L’Autorité Portuaire Nationale (APN) et l’Institut des Relations Internationales du Cameroun (IRIC) ont franchi une étape importante dans leur coopération en signant une convention de partenariat à Yaoundé. Paraphé par le Directeur général de l’APN, Willie Tsanga Mba, et le Directeur de l’IRIC, Urbain Ndongo, cet accord traduit la volonté des deux institutions de mettre en commun leurs compétences pour répondre aux défis du secteur maritime et portuaire.
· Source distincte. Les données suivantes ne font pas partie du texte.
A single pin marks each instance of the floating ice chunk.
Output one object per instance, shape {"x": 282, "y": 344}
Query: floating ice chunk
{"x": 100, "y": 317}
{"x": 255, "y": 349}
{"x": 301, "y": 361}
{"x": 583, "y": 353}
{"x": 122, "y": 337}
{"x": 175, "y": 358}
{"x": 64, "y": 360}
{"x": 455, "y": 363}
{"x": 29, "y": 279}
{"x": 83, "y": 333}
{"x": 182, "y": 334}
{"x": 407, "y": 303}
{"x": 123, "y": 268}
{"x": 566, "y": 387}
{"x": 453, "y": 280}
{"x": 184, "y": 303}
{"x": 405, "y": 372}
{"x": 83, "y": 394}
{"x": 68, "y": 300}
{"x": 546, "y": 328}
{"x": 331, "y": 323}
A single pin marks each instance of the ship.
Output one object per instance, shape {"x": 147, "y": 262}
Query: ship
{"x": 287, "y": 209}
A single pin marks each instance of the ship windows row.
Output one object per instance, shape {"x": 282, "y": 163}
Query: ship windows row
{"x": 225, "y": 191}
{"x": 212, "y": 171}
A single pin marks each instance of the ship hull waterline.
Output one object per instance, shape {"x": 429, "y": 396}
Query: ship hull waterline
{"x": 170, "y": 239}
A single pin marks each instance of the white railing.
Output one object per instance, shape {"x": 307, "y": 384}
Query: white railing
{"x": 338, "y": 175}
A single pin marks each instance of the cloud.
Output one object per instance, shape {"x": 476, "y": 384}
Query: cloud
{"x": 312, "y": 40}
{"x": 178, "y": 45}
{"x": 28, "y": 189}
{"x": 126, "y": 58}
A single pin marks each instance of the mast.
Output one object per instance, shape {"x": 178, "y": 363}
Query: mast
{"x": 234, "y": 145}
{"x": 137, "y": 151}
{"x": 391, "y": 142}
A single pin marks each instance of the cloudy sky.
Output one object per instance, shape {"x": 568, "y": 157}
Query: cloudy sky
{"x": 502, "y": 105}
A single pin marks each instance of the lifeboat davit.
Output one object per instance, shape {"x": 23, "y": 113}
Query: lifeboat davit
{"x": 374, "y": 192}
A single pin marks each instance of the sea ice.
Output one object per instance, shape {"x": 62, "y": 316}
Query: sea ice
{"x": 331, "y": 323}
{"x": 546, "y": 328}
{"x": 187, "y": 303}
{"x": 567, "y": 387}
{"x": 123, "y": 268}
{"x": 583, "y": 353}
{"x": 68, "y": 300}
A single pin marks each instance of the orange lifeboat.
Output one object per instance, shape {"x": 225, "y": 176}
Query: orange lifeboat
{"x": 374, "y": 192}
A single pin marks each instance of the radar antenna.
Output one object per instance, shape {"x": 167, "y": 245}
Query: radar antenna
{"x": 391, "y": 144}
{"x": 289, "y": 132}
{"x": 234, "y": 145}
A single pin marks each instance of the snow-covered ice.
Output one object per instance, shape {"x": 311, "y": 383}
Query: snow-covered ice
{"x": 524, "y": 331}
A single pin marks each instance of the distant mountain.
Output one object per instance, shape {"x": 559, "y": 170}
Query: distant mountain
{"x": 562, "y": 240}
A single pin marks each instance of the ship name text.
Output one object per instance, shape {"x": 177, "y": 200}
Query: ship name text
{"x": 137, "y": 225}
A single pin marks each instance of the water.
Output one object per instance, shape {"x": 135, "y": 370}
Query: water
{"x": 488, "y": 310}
Le partenariat s’articule autour de quatre axes prioritaires. Le premier concerne le développement de la recherche appliquée sur les questions portuaires, maritimes et logistiques. Les deux institutions entendent ainsi produire des analyses et des solutions adaptées aux enjeux de modernisation et de compétitivité des ports camerounais.

Le deuxième axe porte sur le renforcement des capacités des cadres et du personnel de l’APN. À travers des formations spécialisées et des programmes de perfectionnement, cette coopération ambitionne de consolider les compétences des ressources humaines, considérées comme un levier essentiel de la performance institutionnelle.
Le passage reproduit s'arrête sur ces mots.